Metadata-Version: 2.1
Name: MultiProcessingBenchmark
Version: 0.1.8
Summary: Benchmarking library single core vs multi core for common pandas functions
Home-page: https://github.com/srivassid/MultiProcessingBenchmark
Author: Siddharth Srivastava
Author-email: s.srivas@hotmail.com
License: MIT
Platform: UNKNOWN

# MultiProcessingBenchmark
A benchmarking library to check how does your system fares with all the cores for simple statistical functions, utility
functions and aggregation functions. 

Usage:

from MultiProcessingBenchmark import EntryPoint
import multiprocessing

bench = EntryPoint.Benchmark()
n_cores = multiprocessing.cpu_count() # or specify any number of cores you want to use
val = 96.50 # to be used to search for a particular value, enter a value between 1 - 100, in decimal format
rows = 375000 # number of rows for the dataset
other_df_rows = 375000 # number of rows for the second dataset, to be used in merge and join
first_df_start = '01-02-2020' # start of time series data of first dataset
second_df_start = '02-15-2020' # # start of time series data of second dataset

# Simple statistical functions used are count, sum, mean, standard deviation, rolling mean
bench.SimpleStatistics(n_cores, rows, first_df_start)
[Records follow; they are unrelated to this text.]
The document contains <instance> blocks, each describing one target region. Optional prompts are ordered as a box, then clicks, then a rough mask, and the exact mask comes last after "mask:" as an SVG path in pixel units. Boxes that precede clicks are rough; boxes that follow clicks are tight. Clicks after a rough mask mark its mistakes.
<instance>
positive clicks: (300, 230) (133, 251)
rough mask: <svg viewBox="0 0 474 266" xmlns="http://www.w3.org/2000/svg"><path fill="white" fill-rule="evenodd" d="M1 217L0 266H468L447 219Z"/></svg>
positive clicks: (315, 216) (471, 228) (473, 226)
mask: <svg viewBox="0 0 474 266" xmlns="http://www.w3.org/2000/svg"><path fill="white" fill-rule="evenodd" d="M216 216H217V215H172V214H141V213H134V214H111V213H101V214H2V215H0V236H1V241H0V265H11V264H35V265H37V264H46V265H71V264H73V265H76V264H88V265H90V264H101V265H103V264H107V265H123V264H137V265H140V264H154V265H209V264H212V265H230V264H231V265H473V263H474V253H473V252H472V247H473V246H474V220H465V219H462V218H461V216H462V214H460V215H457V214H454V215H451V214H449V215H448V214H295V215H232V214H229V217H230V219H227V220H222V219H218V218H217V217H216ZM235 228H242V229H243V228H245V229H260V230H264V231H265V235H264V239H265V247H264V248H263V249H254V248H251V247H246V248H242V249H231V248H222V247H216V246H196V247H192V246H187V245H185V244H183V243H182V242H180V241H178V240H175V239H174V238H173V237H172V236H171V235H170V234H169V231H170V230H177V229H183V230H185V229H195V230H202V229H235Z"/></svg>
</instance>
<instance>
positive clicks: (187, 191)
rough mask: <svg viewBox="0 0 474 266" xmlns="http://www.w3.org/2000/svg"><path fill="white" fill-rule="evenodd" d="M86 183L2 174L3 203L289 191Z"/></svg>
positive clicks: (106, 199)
# utility functions are merge, merge_asof, join, concat, sort, search
#other_df_rows is number of rows to be used in second dataset
bench.utilFunctions(val, n_cores, rows, other_df_rows, second_df_start, second_df_start)

#groupby aggregation function used are sum, count, mean, prod, without loops
bench.agg_without_loop(n_cores, rows, first_df_start)

#groupby aggregation function used are sum, count, mean, prod, with loops
bench.agg_with_loops(n_cores, rows, first_df_start)